Reputation: 11774
This one is for legitimate lxml
gurus. I have a web scraping application where I want to iterate over a number of div.content
(content is the class) tags on a website. Once in a div.content tag, I want to see if there are any <a>
tags that are the children of <h3>
elements. This seems relatively simple by just trying to create a list using XPath
from the div.cont tag, i.e.,
linkList = tree.xpath('div[contains(@class,"cont")]//h3//a')
The problem is, I then want to create a tuple
that contains the link from the div.content box as well as the text from the paragraph element of the same div.content box. I could obviously iterate over the whole document and store all of the paragraph text as well as all of the links, but I wouldn't have any real way of matching the appropriate paragraphs to the <a>
tags.
lxml's Element.iter()
function could ALMOST achieve this by iterating over all of the div.cont
elements, ignoring those without <a>
tags, and pairing up the paragraph/a
combos, but unfortunately there doesn't seem to be any option for iterating over class names, only tag names, with that method.

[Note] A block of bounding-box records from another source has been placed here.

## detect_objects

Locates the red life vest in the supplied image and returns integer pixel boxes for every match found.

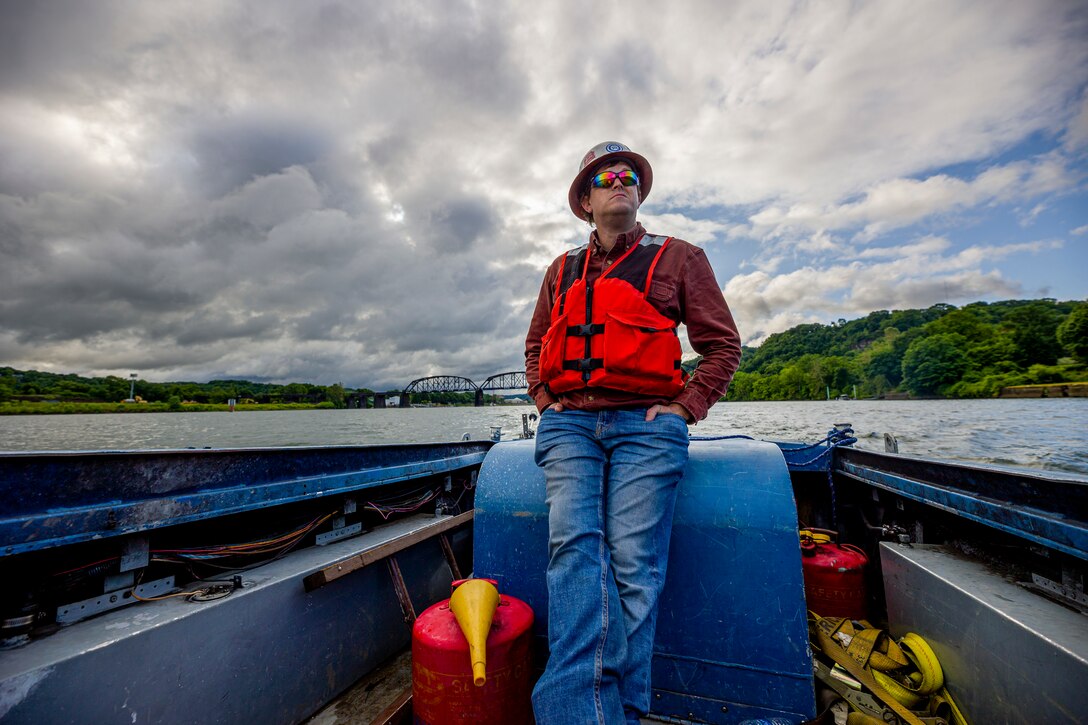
[540,234,688,398]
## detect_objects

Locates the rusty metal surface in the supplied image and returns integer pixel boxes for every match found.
[0,515,460,725]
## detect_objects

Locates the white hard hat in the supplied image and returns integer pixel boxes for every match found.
[567,142,654,220]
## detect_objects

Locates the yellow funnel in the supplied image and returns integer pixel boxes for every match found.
[449,579,498,687]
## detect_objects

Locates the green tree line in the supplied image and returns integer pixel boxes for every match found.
[726,298,1088,401]
[0,367,372,408]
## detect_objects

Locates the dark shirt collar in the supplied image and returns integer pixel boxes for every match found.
[590,222,646,255]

Edit: here's an extremely stripped down version of the HTML I want to parse:
<body>
<div class="cont">
<h1>Random Text</h1>
<p>The text I want to obtain</p>
<h3><a href="somelink">The link I want to obtain</a></h3>
</div>
</body>
There are a number of div.conts like this that I want to work with -- most of them have far more elements than this, but this is just a sketch to give you an idea of what I'm working with.
Upvotes: 1
Views: 4228
Reputation: 1122342
You could just use a less specific XPath expression:
for matchingdiv in tree.xpath('div[contains(@class,"cont")]'):
# skip those without a h3 > a setup.
link = matchingdiv.xpath('.//h3//a')
if not link:
continue
# grab the `p` text and of course the link.

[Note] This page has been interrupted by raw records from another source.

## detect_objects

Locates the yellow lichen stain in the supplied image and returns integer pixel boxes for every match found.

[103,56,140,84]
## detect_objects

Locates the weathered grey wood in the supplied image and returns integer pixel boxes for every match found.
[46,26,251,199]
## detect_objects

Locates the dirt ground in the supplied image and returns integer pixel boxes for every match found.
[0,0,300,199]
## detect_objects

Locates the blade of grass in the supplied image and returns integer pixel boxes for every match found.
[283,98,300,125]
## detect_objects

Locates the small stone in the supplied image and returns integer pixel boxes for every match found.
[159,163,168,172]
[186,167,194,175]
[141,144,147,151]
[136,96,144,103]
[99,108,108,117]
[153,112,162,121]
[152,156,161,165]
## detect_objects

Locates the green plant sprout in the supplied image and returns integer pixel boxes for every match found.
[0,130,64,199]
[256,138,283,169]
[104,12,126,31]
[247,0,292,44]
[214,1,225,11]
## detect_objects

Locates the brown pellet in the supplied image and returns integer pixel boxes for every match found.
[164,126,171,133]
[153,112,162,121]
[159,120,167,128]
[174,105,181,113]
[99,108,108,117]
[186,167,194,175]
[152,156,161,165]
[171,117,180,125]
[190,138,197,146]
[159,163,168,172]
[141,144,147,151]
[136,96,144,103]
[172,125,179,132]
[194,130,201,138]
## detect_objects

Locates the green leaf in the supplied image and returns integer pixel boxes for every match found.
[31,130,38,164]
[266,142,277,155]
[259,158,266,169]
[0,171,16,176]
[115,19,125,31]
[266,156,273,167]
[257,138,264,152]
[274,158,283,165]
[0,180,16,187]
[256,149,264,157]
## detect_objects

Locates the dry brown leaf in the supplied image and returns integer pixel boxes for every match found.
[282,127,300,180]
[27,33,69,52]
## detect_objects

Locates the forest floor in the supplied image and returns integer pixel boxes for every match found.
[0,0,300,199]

You could expand this (be ambitious) and select for the h3
> a
tags, then go to the div.cont
ancestor (based off XPath query with descendant and descendant text() predicates):
for matchingdiv in tree.xpath('.//h3//a/ancestor::*[self::div[contains(@class,"cont")]]'):
# no need to skip anymore, this is a div.cont with h3 and a contained
link = matchingdiv.xpath('.//h3//a')
# grab the `p` text and of course the link
but since you need to then scan for the link anyway that doesn't actually buy you anything.
Upvotes: 3